Understanding the New Rule’s Impact on H-1B and EB-3 Costs
The presidential proclamation explicitly states that the proposed $100,000 fee would be an insurmountable barrier for companies looking to hire new H-1B visa holders. However, U.S. Citizenship and Immigration Services (USCIS) has clarified that this particular fee would not apply to individuals already within the U.S. who are transitioning between visa categories, such as those moving from an F-1 student visa to an H-1B. Nevertheless, the rule is set to impact both existing H-1B visa holders and those applying for employment-based green cards, including EB-3 workers.
This isn’t the first time the Trump administration has pursued such reforms. Previous Department of Labor (DOL) rules, enacted on October 8, 2020, and January 14, 2021, also aimed to increase minimum salary requirements for foreign workers. However, these attempts were ultimately struck down by courts for failing to comply with the Administrative Procedure Act. It is anticipated that the current rule will operate within a similar structure, likely inflating prevailing wages to figures that many employers will struggle to afford.
Significant Prevailing Wage Hikes Under the Proposed Rule
The new Department of Labor framework is set to redefine the “prevailing wage” – the minimum salary an employer is legally required to pay a foreign national. This change would lead to substantial salary increases for entry-level (Level I) positions, with some roles potentially demanding annual salaries as high as $208,000. For instance, software developers in major tech hubs like San Jose and San Francisco could see their required wages surge by 62% above current market rates. Similarly, financial analysts in New York might need to earn more than three times the prevailing private market wage.
Vic Goel, a representative from Goel & Anderson, explained to Forbes that “The Department of Labor’s OEWS wage levels are designed to account for experience, supervision, and responsibility, where Level I signifies entry-level, and Level IV indicates greater independence and judgment.” He further clarified that this updated formula effectively elevates even entry-level salaries to what was previously considered Level II compensation, with corresponding increases across all higher levels.

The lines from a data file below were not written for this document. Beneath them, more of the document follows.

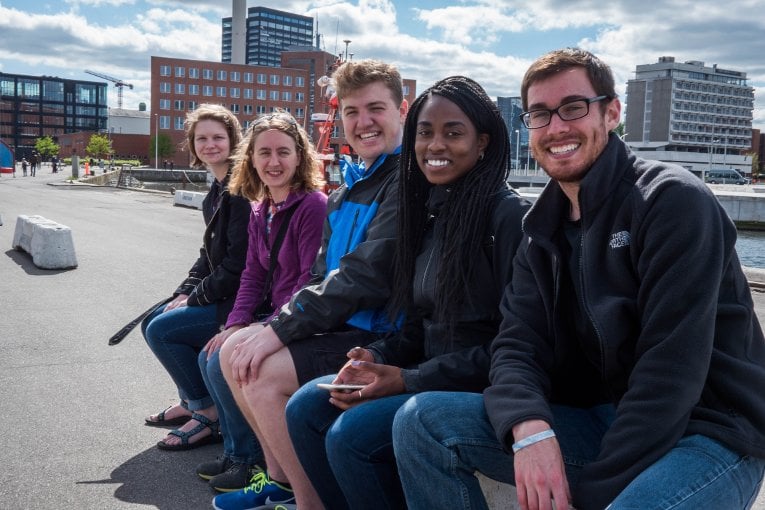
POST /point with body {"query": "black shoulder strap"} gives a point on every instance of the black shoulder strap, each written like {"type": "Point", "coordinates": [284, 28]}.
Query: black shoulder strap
{"type": "Point", "coordinates": [274, 254]}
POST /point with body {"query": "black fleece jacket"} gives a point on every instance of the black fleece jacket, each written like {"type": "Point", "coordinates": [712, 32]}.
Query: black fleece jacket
{"type": "Point", "coordinates": [677, 345]}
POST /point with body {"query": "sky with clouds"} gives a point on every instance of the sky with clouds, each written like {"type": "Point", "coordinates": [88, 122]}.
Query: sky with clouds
{"type": "Point", "coordinates": [492, 41]}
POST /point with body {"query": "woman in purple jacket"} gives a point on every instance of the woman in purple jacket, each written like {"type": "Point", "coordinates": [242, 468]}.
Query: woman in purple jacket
{"type": "Point", "coordinates": [277, 169]}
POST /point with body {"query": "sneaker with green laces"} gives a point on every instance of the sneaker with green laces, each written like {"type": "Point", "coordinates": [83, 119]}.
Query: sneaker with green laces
{"type": "Point", "coordinates": [261, 491]}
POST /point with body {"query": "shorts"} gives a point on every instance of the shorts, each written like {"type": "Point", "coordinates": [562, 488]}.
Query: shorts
{"type": "Point", "coordinates": [326, 353]}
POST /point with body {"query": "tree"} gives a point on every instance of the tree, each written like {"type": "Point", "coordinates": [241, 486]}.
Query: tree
{"type": "Point", "coordinates": [164, 148]}
{"type": "Point", "coordinates": [46, 147]}
{"type": "Point", "coordinates": [99, 146]}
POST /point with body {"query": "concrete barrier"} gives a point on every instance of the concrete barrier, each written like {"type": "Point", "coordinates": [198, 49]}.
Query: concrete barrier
{"type": "Point", "coordinates": [189, 198]}
{"type": "Point", "coordinates": [49, 243]}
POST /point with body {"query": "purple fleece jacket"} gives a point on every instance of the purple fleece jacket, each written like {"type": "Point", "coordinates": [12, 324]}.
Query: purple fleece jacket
{"type": "Point", "coordinates": [296, 255]}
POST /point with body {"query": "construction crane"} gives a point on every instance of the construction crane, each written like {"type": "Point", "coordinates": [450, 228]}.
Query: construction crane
{"type": "Point", "coordinates": [117, 83]}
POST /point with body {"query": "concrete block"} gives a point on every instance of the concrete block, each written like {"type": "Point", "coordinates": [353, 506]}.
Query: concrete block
{"type": "Point", "coordinates": [499, 496]}
{"type": "Point", "coordinates": [189, 198]}
{"type": "Point", "coordinates": [49, 243]}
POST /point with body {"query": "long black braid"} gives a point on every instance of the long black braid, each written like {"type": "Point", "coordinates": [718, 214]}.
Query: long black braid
{"type": "Point", "coordinates": [469, 207]}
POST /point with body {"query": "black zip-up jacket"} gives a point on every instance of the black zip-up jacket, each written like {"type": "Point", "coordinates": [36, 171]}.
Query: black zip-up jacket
{"type": "Point", "coordinates": [214, 277]}
{"type": "Point", "coordinates": [433, 362]}
{"type": "Point", "coordinates": [677, 344]}
{"type": "Point", "coordinates": [362, 241]}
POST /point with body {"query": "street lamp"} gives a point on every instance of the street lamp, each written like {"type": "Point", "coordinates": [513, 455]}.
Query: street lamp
{"type": "Point", "coordinates": [517, 148]}
{"type": "Point", "coordinates": [156, 140]}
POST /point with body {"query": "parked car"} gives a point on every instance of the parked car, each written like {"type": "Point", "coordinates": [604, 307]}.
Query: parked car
{"type": "Point", "coordinates": [724, 176]}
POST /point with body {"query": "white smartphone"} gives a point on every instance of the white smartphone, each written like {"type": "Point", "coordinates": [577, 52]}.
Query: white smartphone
{"type": "Point", "coordinates": [340, 387]}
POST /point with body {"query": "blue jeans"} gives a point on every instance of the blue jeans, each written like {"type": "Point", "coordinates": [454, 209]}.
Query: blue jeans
{"type": "Point", "coordinates": [239, 441]}
{"type": "Point", "coordinates": [348, 456]}
{"type": "Point", "coordinates": [442, 438]}
{"type": "Point", "coordinates": [175, 338]}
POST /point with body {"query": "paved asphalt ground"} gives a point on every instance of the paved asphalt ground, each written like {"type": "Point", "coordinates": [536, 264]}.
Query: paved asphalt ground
{"type": "Point", "coordinates": [72, 407]}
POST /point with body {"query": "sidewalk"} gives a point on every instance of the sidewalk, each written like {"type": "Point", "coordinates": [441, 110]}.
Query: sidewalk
{"type": "Point", "coordinates": [73, 407]}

Far-Reaching Consequences for Employers and Skilled Foreign Workers
According to analyses from the National Foundation for American Policy (NFAP), the initial DOL wage rule would have boosted Level I salaries by an estimated 39% to 45%. Such an increase would make it prohibitively expensive for employers to hire H-1B visa holders or sponsor other highly skilled immigrants. This could impact thousands of job roles across various sectors, including technology and healthcare. Forbes, citing NFAP’s findings, concluded that the rule “would likely lead employers to hire individuals outside the US or not at all.”
Many economists have criticized the rationale behind these new regulations, pointing out that H-1B visa holders often receive equal or even higher compensation compared to similarly qualified U.S.-born professionals. Madeline Zavodny, a professor at the University of North Florida, noted in an interview with Forbes, “Empirical evidence indicates that workers who hold an H-1B visa are typically paid at least as much as similarly employed US-born workers.”
The Trump administration’s latest regulations aim to concurrently revise both visa fees and wage stipulations, with the potential to profoundly alter the landscape of cost and accessibility for high-skilled international talent within the U.S.